14 ‘My sins were bound like a yoke
tied fast by his own hand;
set upon my neck,
it caused my strength to fail.
The LORD abandoned me to my sins,
and in their grip I could not stand.

Lamentations 1:14 (REB)

I’ve actually been meditating on this verse over the last few weeks while I haven’t been posting. I think it’s rather important. I first thought about sin/sins in the way I’m going to speak of them here when I read Ezekiel 23:49 and several other passages that suggest that what the people suffer is simply their own sins brought back on them.

Now this is a more graphic passage, in that we have the imagery of a animal, such as an ox, pulling a load that is secured by a yoke. This is a lamentation, so it’s important to “hear” the poet telling us about living under the yoke.

Frequently we think of sins in the plural, and see them as a sort of list of infractions against ritual or formal rules. We could imagine a workplace where a series of annoying or even stupid rules occur. Since we’re thinking about God, we imagine that we have to check off the boxes because that’s how you get to heaven.

This is not just a mistaken, but an inadequate view in so many ways. When there are suboptimal rules in a workplace, freedom is to be found in finding a better job, thus working in a better environment. You can compare workplaces according to how rewarding they are as a work environment. So you can compare “better” and “worse” workers on a checklist, and “better” and “worse” workplaces in a similar way. Freedom comes by escape to a better place.

But when we talk about “sin” in the biblical place, this is the wrong view. Note here that the sins are bound to the person. The penalty is, in one sense, a complete lack of freedom. The ox cannot escape the yoke, and the lament is that the Israelites were unable to escape the yoke made by their own transgressions. Finally, we have the observation that the punishment here is God abandoning the people to their sins. This is what is causing their strength to fail. It is not some invented judgment or punishment. It is rather the result of their actions.

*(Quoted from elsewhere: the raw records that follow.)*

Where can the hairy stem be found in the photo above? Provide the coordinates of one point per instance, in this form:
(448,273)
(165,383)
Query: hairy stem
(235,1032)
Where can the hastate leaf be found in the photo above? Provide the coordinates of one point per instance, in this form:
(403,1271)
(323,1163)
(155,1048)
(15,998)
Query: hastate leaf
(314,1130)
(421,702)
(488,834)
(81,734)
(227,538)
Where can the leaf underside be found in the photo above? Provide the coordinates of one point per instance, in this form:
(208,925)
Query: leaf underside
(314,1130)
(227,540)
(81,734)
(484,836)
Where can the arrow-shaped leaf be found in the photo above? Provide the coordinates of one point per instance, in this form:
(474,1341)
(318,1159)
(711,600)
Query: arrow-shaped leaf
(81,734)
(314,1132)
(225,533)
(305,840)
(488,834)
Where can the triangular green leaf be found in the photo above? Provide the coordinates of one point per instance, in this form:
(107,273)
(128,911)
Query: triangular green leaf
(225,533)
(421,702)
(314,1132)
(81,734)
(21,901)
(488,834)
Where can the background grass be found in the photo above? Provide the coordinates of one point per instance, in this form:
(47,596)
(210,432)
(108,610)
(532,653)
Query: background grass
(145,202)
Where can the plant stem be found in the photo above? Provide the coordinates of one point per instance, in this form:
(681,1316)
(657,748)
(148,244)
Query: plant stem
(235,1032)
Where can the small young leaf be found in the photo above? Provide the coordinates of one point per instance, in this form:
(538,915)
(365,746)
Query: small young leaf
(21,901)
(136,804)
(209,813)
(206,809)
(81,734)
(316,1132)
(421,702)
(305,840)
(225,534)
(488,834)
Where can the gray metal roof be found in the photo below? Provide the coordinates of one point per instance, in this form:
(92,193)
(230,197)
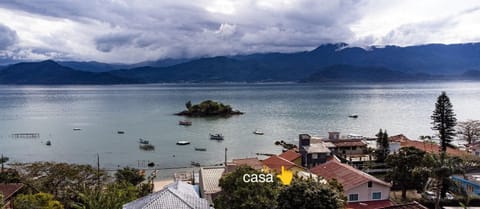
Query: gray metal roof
(178,195)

But this takes us back further to the specific nature of sin, again as displayed in the Bible story. We think generally of making a list of our faults and failings and trying to overcome them. I once had a terrible temper. In fact, I still do. If I overcome that temper, I’ll be that much closer to God, right?

Not so. It’s a good thing to tame one’s temper, but the problem is that that’s just an item checked off the list. It all goes back to the basic rebellion, the desire to be independent of God and of God’s commands. And the gap made by that is great.

We’re not in the workplace, deciding whether we like it, or perhaps that we should move on to a better employer. We’re in God’s universe. The rules are the rules of life. As it says in Deuteronomy 30:15, we’re offered a choice of a way of life and good or death and evil. We don’t have the option of choosing a whole other plan.

This is a great lamentation. We’re abandoned, not to some externally planned torment, but to the results of our own rebellion against the way of life, the way that is life.

The starting point to recovery is simple. It’s coming to the point of sincerely making this lamentation.